I used to get upset when the call was for an old fall or fall yesterday or fall last night. The same when I’d get called for abdominal pain and a person says they have been having the pain for two weeks or three months. I got upset because the nature of the call was not acute. When many think of EMS, they think of us responding to sudden emergencies. We think this way most of the time, as well. Not an acute emergency, why are you bothering us? So the pain is not new, why didn’t you call when it happened? Two weeks, really, never thought to go to the ED before now? But think about this: assuming their levels of pain are the same, who do you think more of? The man with pain who sucks it up for a week until he can’t take it anymore or the man who calls 911 after only 15 minutes of pain.
The question I always try to get answered is why did you call now?
The answer is usually one of two.
A. The pain kept getting worse until the point where I just could not take it anymore
B. I ran out of pain medicine, and now is a convenient time for me to get to the hospital and get some more pills
I am all for treating pain, but when it comes to nonacute pain, it gets less easy.
Here is how I handled each of these two scenarios in recent weeks.
A. Patient has had abdominal pain for three days.
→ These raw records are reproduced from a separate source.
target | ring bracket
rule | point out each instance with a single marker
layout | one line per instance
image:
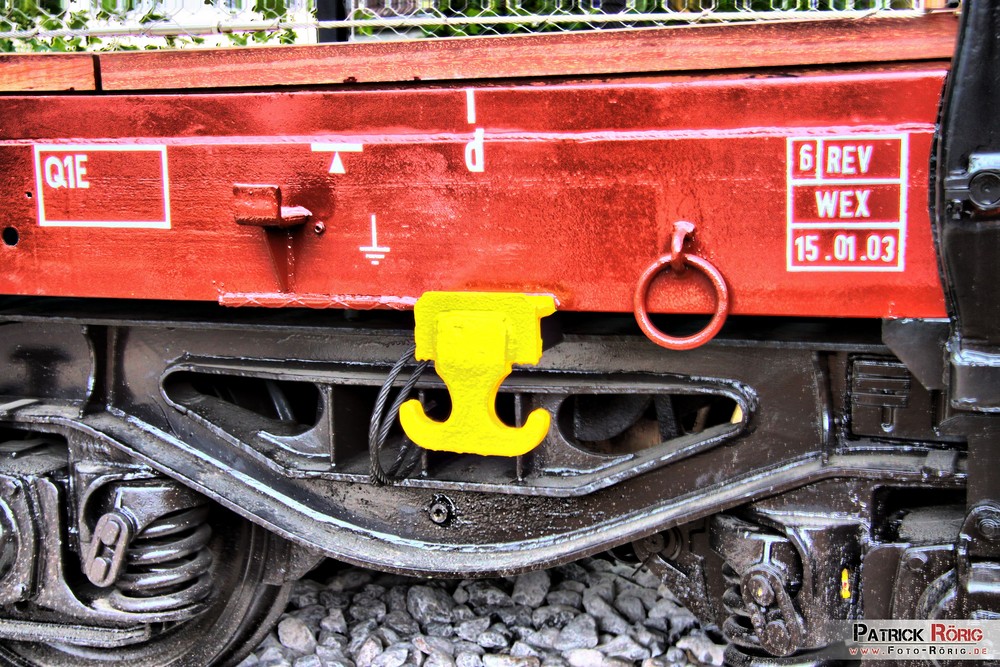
(677, 257)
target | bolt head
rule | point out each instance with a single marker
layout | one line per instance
(777, 635)
(440, 513)
(760, 590)
(916, 561)
(988, 525)
(984, 189)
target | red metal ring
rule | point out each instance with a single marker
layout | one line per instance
(687, 342)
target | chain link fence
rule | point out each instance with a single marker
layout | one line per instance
(99, 25)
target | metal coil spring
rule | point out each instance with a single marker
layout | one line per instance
(167, 565)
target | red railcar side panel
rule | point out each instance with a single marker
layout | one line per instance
(808, 193)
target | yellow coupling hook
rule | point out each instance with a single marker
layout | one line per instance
(474, 339)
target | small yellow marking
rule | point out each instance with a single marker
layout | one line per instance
(474, 339)
(737, 416)
(845, 584)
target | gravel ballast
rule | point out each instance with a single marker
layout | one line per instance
(593, 613)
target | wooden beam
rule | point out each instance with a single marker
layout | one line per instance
(47, 72)
(691, 48)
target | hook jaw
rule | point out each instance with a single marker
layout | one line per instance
(475, 338)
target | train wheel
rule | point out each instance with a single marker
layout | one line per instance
(241, 609)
He is at home watching the football game. He is wearing a New York Giant hat and wearing a New York Giant t-shirt. There is a plastic waste basket by the couch side that the patient has been vomiting into. On TV the Giants are locked in a tight game with their opponent. The man lives three blocks from the ED.
B. The woman was in a car accident a week ago. They gave her Ultram at the hospital and Ultram does nothing for her. She hurts all over. She usually takes Percocet for her back pain, but she has been out for several days. She says can’t take the pain anymore. She lives three blocks from the hospital. When we arrive, she has her coat on and is locking her front door.
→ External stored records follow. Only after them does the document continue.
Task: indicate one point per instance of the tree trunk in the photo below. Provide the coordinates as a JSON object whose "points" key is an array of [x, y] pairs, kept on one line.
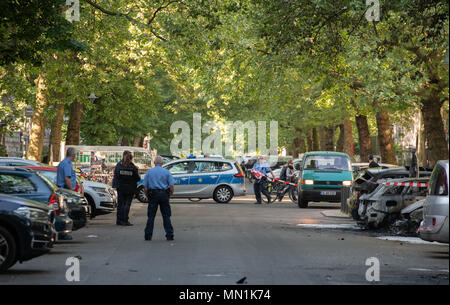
{"points": [[125, 141], [73, 128], [434, 128], [340, 142], [385, 138], [349, 142], [137, 142], [421, 146], [38, 121], [327, 142], [316, 140], [365, 143], [310, 140], [56, 133]]}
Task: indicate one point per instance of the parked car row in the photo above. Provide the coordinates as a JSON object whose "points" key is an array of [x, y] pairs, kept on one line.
{"points": [[35, 213]]}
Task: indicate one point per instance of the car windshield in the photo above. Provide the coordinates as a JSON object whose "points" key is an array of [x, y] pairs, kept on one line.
{"points": [[327, 162]]}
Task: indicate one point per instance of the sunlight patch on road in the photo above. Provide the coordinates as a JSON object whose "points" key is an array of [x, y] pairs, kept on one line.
{"points": [[329, 226], [411, 240]]}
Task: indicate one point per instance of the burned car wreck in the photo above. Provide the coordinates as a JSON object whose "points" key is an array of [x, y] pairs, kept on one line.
{"points": [[384, 205]]}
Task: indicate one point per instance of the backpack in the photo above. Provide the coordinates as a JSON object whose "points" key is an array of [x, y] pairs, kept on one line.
{"points": [[283, 173]]}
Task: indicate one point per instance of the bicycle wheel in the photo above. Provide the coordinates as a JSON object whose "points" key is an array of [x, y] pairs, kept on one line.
{"points": [[293, 194]]}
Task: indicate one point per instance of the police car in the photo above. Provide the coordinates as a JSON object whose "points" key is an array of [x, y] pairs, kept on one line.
{"points": [[202, 178]]}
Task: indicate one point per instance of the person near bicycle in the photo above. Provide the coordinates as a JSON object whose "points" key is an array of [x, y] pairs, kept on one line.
{"points": [[260, 182], [287, 174], [125, 180]]}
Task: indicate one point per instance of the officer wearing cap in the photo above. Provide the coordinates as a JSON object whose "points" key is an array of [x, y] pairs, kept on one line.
{"points": [[258, 187], [159, 186]]}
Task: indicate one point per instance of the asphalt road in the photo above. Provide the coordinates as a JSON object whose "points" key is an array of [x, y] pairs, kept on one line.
{"points": [[222, 243]]}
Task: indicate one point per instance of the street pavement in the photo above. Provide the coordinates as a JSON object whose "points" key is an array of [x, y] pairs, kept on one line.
{"points": [[222, 243]]}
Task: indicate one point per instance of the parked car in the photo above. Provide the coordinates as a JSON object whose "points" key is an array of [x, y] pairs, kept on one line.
{"points": [[101, 197], [202, 178], [434, 226], [11, 161], [26, 230], [383, 206], [322, 176], [78, 206], [28, 184]]}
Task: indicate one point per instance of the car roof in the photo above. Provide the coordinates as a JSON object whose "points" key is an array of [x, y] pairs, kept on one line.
{"points": [[42, 168], [15, 169], [325, 153], [24, 201], [203, 159]]}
Both said they were 10 of 10 on the pain scale.
I gave patient A 100 mcgs of Fentanyl and 4 mg of Zofran. I treated Patient B’s pain by getting her as comfortable on the stretcher as possible, fluffing her pillow, talking courteously to her and using “distraction therapy for pain management.”
Patient A I believed was in true agony, and was only calling because he truly couldn’t take it. Patient B seemed more like getting her Percocet renewed was just another item on her list of things to do for the day.
I always wonder if I did right.
Patient A ended up in a hospital bed in a room with a TV set where he fortunately got to see his Giants come back to win the game.
Patient B ended up in the waiting room.
Sometimes I wish pain management were simpler. I wish there wasn’t so much controlled substances paperwork and the need to exchange kits after every use, and so many cautions about possible drug seekers or excess concern about side effects, and just plain judgment. I wish that other caregivers wouldn’t say, “You gave them how much!” And I wouldn’t have to always explain the patient is stable and still in pain, and likely needs more. I wish that for every patient who said they were in pain, we could just turn on pain medicine like oxygen and let it flow.